The gifts were triggered by a challenge from Marguerite Hoffman, chairman of the museum’s board, and her husband, Robert, who co-chairs the museum’s $185-million fund-raising campaign. The couple, whose wealth derives from the Coca-Cola Bottling Group Southwest, said they would bequeath $20-million to the endowment as well as their art collection, valued at up to $150-million, and make a gift to the campaign when it raised $100-million.

Two other Dallas couples, both friends of the Hoffmans, then followed with similar bequests.

Howard Rachofsky, a former hedge-funds manager, and his wife, Cindy, committed their collection, which includes prominent Minimalist artwork, and also offered their Meier-designed home and an endowment for maintaining the building.


Rusty Rose, the founder of Cardinal Investments who was at one time a part owner of the Texas Rangers baseball team, and his wife, Deedie, then pledged their collection, which includes sculpture, modern furniture, and handmade objects by contemporary artists. Ms. Rachofsky serves on the museum’s board and Ms. Rose is a former board president. All three couples that made the gifts have been supporting the museum since the 1970s.
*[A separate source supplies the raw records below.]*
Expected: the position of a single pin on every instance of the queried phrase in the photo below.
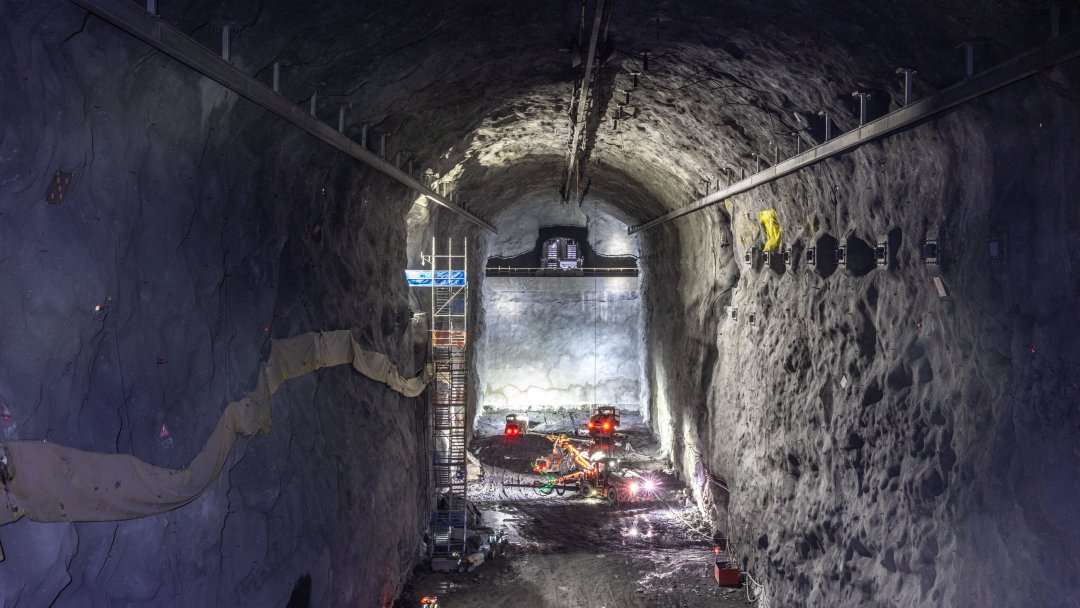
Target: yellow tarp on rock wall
(770, 224)
(52, 483)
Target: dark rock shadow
(301, 593)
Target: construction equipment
(516, 424)
(604, 422)
(602, 428)
(597, 475)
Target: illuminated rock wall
(561, 342)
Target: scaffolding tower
(449, 312)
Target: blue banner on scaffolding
(435, 279)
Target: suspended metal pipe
(135, 21)
(579, 119)
(1057, 51)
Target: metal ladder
(448, 422)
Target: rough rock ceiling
(480, 91)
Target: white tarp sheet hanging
(52, 483)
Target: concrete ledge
(562, 283)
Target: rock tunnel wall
(882, 445)
(196, 228)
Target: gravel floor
(574, 551)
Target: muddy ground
(579, 551)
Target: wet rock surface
(860, 438)
(575, 551)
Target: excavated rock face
(878, 444)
The challenge from the Hoffmans also led to a $32-million gift from an anonymous donor for the museum’s endowment, and a pledge of a Claude Monet painting from Margaret McDermott, the widow of Eugene McDermott, who founded Texas Instruments.

$400-Million Bequest

The series of donations follows a recent bequest to another Texas art institution, the Museum of Fine Arts, Houston. Last year, Caroline Wiess Law, an oil heiress, left art and money now valued at $400-million to the museum and its endowment. The museum previously said the gift was worth half that sum. (The bequest from Ms. Law made her one of the most generous donors of 2004.)

In addition to their size, the pledges to the Dallas Museum are unusual because they have involved so much collaboration among the donors. Charlie Wylie, the museum’s curator of contemporary art, said the collectors have defined what interests them and discussed their acquisitions to make sure they don’t overlap.

“The Dallas collecting community is exceptionally tight knit,” said Ms. Hoffman. “We’re working together to build complementary strengths.”